I think pets should only be bought if they are mutually agreed upon. Even the smallest ones take up space with their cage and can make a room smell.

Also the cost. Presumably you have joint finances, and £250 is a fairly big outlay really. As for getting a second cat, that could potentially cost you big in vets' bills.

The swearing is very rude, on the other hand. But it sounds like that's par for the course? I wouldn't be married to someone who habitually spoke to me like that.

SpottedGurnard Mon 01-Oct-12 23:02:37

Unless DP could give me his reasons for not wanting a pet I would probably go out and get one anyway. If you're going to be looking after it I don't see why he should tell you that you can't get a pet, you're not a child.

Is he like this in other aspects of life? A simple "I said no" and you have to comply?

WithoutCaution Tue 02-Oct-12 07:56:29

Well I'd say no to rabbits, guineapigs, small rodents, Geckos ect as it is usually the parents left to look after them when the DC loose interest/ when it's cold and I'm allergic to some of them

Cats I'm mildly allergic to and just generally dislike them

We have 3 horses (one is at my parents), 1 dog (since we couldn't decide on a breed for the second dog, we are getting one of my DBs puppies when they are born (dalmation) and the breed that DH wanted (English Bulldog) next summer). Also have 6 fish, 30 sheep and 12 chickens.

I do also have a snake which is kept in my office at work due to DH not liking him

Signet2012 Tue 02-Oct-12 08:15:48

I think all need to agree but who made him boss? His word is the final word?! Where is the compromise ?
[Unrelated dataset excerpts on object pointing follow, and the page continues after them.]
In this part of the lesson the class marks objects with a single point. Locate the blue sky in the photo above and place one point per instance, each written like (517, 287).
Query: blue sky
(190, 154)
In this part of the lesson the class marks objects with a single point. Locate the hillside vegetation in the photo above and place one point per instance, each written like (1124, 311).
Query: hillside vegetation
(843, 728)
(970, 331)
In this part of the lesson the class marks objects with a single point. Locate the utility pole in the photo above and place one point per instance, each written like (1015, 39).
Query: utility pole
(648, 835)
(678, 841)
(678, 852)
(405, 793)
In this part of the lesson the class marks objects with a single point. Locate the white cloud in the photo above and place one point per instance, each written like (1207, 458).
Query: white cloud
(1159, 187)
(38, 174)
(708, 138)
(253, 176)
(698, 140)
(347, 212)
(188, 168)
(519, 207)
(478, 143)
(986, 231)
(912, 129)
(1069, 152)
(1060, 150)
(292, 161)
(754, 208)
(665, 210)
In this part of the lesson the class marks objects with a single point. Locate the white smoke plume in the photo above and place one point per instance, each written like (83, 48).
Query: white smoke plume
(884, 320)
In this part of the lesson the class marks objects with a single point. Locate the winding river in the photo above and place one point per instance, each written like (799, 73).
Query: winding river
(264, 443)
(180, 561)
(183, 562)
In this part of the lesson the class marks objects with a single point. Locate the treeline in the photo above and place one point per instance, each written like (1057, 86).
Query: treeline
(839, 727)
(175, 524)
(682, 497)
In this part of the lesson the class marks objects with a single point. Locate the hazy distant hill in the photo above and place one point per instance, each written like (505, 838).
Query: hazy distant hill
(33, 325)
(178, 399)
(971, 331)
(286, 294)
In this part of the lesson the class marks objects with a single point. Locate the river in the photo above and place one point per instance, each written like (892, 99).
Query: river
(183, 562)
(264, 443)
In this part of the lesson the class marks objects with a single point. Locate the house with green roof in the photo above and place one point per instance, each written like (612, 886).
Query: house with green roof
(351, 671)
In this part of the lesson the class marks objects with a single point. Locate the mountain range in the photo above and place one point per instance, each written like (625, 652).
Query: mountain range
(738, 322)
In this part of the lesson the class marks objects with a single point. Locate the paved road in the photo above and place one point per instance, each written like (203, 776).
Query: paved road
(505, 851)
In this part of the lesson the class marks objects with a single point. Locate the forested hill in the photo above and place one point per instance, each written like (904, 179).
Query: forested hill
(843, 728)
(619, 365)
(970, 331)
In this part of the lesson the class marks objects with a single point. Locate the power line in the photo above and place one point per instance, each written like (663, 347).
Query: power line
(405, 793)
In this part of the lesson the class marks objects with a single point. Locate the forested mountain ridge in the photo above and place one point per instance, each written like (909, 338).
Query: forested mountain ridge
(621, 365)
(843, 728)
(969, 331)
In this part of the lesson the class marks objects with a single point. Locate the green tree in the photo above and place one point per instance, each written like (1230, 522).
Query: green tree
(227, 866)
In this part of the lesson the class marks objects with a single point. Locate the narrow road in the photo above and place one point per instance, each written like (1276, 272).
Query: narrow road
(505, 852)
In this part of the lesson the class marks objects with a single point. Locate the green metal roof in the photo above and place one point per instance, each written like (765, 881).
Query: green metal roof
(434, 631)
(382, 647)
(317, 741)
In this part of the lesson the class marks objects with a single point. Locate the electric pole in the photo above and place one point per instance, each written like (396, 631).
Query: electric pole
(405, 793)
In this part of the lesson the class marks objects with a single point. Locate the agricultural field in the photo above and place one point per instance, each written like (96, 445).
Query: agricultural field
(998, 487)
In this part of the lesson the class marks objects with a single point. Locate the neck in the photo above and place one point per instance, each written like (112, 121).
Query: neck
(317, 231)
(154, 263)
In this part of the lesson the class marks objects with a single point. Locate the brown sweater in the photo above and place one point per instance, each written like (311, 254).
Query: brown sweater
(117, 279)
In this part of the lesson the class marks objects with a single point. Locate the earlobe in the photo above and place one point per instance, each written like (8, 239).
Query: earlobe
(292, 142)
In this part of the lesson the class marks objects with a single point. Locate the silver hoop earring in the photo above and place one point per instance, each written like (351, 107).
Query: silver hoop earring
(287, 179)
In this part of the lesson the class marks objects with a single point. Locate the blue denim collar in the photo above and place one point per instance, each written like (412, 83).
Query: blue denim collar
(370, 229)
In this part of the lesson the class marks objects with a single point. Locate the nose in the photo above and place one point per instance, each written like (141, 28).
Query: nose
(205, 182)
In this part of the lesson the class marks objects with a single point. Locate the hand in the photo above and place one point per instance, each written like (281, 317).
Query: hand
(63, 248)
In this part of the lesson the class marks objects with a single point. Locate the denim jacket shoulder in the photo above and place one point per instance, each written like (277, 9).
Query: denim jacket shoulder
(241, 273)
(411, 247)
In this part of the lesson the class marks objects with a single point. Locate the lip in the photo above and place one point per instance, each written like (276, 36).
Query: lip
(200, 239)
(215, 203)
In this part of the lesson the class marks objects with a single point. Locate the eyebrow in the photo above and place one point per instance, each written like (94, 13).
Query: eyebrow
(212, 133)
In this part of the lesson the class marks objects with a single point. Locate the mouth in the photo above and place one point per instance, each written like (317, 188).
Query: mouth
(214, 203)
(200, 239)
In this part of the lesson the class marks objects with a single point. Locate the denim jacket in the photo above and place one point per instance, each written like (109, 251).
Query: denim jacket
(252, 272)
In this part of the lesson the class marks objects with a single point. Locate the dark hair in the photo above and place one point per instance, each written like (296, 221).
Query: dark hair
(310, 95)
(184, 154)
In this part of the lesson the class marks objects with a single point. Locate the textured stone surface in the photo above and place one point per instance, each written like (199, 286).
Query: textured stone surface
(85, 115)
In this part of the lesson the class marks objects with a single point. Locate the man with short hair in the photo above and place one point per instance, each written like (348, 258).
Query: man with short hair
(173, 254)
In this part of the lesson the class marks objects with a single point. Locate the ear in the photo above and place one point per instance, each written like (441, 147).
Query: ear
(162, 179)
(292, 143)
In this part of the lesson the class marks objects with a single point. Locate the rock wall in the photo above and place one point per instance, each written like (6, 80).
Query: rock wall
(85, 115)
Narked Tue 02-Oct-12 08:24:38

AIBU to think that DH saying "because I say so" is a shit reason for not getting a pet?

To say that to a child would be ok. To say that to his wife is not acceptable. Does he always treat you like this?

Trills Tue 02-Oct-12 08:33:02

If there are two adults in a house then one of them not wanting an animal is a pretty good reason not to get an animal.

The way he communicates is a different matter.

Narked Tue 02-Oct-12 08:51:47

It's not about wanting an animal. They already have one. It's about thinking he can dictate to his family.

cory Tue 02-Oct-12 09:04:04

I'm torn on this pet subject. We have tropical fish (lots of them!) because dc once wanted them (for about 5 minutes) and I am really interested, but there is no doubt it does impact on dh's life: they take up space, they use up electricity and they do make extra work for him whenever I am ill or away for work. And some of them may well live for over 10 years, so it is quite important that he is actually on board for that. That's why we will not be getting a snake though I'd love one: he wouldn't be up for cleaning snake shit if I went down with the flu.

Turtles will need a lot of cleaning, which will have to be done whether you are there or not, they can pass on salmonella, and they are long lived.

Having said this, I would not be happy if dh spoke to me like that.

CogitoErgoSometimes Tue 02-Oct-12 09:06:14

""I've told you, no more fucking animals".

I'd have a serious problem with anyone that thought this was the right way to speak to small children. The pet issue is immaterial. Verbal abuse is not acceptable

ENormaSnob Tue 02-Oct-12 09:11:47

I would lose the husband and get a pony.